Llovía a cántaros cuando finalmente llegamos a Berlín y, con un agujero que se me había hecho en la suela del zapato, tuve que esperar un taxi en la cola de la estación. La lluvia aporreaba el gran techo de cristal como varillas sujeta-alfombras y goteaba sobre los primeros de la cola. Los taxistas no veían la gran cantidad de agua que caía y, por tanto, siempre se paraban en el mismo sitio y el siguiente tenía que darse una ducha para poder subirse al coche, como en las películas del Gordo y el Flaco. Cuando me llegó el turno, me tapé la cabeza con el abrigo y me metí en el taxi; conseguí lavarme toda la manga de la camisa sin necesidad de ir a la lavandería, pero, al menos, acababa de empezar el invierno y todavía era pronto para la nieve. En Berlín, cada vez que nieva, se acuerda uno de que está al menos doscientos kilómetros más cerca de Moscú que de Madrid.

Las tiendas estaban cerradas. No tenía priva en casa y no quería ir a un bar. Me acordé de que en el escritorio del despacho había dejado media botella de Bismarck -la que había confiscado a Fritz Muller- y pedí al taxista que me llevase al Adlon. Tenía intención de tomar sólo lo necesario para entrar en reacción y, en caso de que Max Reles no anduviera por allí, armarme de valor e ir a probar mi habilidad mecanográfica en su Torpedo.

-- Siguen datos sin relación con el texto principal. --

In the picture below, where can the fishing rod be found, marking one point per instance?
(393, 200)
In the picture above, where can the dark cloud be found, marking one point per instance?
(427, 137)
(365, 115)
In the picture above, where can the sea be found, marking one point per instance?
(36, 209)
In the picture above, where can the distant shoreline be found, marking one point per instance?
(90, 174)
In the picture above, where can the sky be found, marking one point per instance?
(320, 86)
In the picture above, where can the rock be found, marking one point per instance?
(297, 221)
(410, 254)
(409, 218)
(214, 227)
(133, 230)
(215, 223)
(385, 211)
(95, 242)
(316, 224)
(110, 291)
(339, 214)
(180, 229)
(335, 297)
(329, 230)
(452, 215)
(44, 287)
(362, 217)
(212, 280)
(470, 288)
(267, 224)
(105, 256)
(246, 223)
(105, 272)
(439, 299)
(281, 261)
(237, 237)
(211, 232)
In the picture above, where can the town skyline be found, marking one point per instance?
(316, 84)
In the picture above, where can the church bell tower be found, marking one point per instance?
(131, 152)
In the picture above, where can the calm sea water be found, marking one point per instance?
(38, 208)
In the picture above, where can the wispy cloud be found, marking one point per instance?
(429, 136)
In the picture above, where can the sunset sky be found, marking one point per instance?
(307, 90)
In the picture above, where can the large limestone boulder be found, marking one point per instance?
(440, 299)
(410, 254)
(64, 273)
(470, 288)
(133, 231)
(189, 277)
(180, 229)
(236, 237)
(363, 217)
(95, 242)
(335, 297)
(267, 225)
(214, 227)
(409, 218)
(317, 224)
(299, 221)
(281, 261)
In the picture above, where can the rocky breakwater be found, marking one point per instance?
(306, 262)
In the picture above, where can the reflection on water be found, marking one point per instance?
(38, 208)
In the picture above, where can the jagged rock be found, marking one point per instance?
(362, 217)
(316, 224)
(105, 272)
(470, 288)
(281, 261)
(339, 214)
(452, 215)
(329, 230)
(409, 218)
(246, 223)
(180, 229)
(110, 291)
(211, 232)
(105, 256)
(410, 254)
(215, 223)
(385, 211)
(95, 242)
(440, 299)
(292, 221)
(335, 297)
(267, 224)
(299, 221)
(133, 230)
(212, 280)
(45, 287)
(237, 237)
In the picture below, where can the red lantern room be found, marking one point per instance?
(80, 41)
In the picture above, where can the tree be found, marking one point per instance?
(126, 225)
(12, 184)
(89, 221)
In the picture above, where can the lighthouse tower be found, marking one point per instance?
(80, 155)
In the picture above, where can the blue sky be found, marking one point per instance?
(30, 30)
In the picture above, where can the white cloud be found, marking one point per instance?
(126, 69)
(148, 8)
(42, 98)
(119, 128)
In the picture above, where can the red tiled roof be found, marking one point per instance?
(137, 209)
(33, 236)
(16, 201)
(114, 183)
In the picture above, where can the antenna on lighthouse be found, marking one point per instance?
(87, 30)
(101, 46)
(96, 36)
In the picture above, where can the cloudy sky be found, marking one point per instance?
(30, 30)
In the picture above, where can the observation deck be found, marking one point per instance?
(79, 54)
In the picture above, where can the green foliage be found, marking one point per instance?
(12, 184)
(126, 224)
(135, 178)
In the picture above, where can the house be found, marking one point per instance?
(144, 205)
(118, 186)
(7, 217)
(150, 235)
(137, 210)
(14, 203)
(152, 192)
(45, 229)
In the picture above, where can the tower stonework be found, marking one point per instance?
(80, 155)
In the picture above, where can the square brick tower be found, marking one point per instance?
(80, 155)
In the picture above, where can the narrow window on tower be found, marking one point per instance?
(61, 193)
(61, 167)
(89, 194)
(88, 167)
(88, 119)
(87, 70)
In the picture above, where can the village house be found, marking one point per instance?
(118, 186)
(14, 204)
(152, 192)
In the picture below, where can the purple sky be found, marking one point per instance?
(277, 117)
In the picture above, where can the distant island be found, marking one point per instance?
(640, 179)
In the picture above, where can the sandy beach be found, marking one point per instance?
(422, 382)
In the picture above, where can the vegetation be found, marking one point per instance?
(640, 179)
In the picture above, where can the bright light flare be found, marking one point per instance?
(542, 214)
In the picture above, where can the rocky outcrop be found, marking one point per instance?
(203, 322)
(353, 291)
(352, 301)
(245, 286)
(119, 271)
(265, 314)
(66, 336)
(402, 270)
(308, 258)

Había actividad en el hotel: una fiesta en el Salón Raphael; sin duda, los numerosos comensales estarían contemplando el panegírico de Tiépolo que decoraba el techo, aunque sólo fuera por recordar cómo es realmente un cielo azul sin nubes. Por la puerta de la sala de lectura salían suavemente nubecillas de espeso humo blanco de tabaco, como un edredón del lecho de Freyja en Asgard. Un borracho con frac y corbata blanca, apuntalado contra el mostrador de recepción, se quejaba en voz alta a Pieck, el subdirector, de que la pornografía de su habitación no funcionaba. Me llegaba su aliento desde la otra punta del vestíbulo, pero, cuando me disponía a ir a echar una mano, el hombre se cayó de espaldas como si le hubiesen serrado los tobillos. Tuvo la suerte de caerse encima de una alfombra más gruesa que su cabeza, la cual rebotó un poco y después se quedó quieta. Fue casi una representación perfecta de un combate que había visto en un noticiario, cuando una noche, en el Madcap de San Francisco, Maxie Baer tumbó a Frankie Campbell.

Pieck salió a toda prisa de detrás del mostrador, así como un par de botones y, con la confusión, pude coger la llave de la 114 y metérmela en el bolsillo antes de arrodillarme al lado del hombre inconsciente. Le tomé el pulso.

– Gracias al cielo que está usted aquí, Herr Gunther -dijo Pieck.

– ¿Dónde está Stahlecker -pregunté-, el tipo que tenía que sustituirme?

– Hace un rato se produjo un incidente en las cocinas. Dos hombres de la brigada empezaron a pelearse. El rotisseur quería acuchillar al chef repostero. Herr Stahlecker fue a separarlos.

En el Adlon, llamaban «la brigada» al personal de cocinas.

– Sobrevivirá -dije y solté el cuello del borracho-. Sólo se ha desmayado. Huele como la academia de schnapps de Oberkirch. Precisamente por eso, seguro que no se ha hecho daño al caer. Va tan cargado que no se enteraría de nada aunque le clavase una aguja. A ver, déjenme un poco de sitio; me lo llevo a su habitación a dormir la mona.

Lo agarré por la parte de atrás del cuello del abrigo y lo arrastré hasta el ascensor.

– ¿No le parece que debería subirlo en el de servicio? -objetó Pieck-. A lo mejor lo ve algún huésped.

– ¿Quiere llevarlo usted hasta allí?

– Pues… no. Creo que no.

Detrás de mí vino un botones con la llave de la habitación del cliente. A cambio, le di la carta que había escrito en el tren.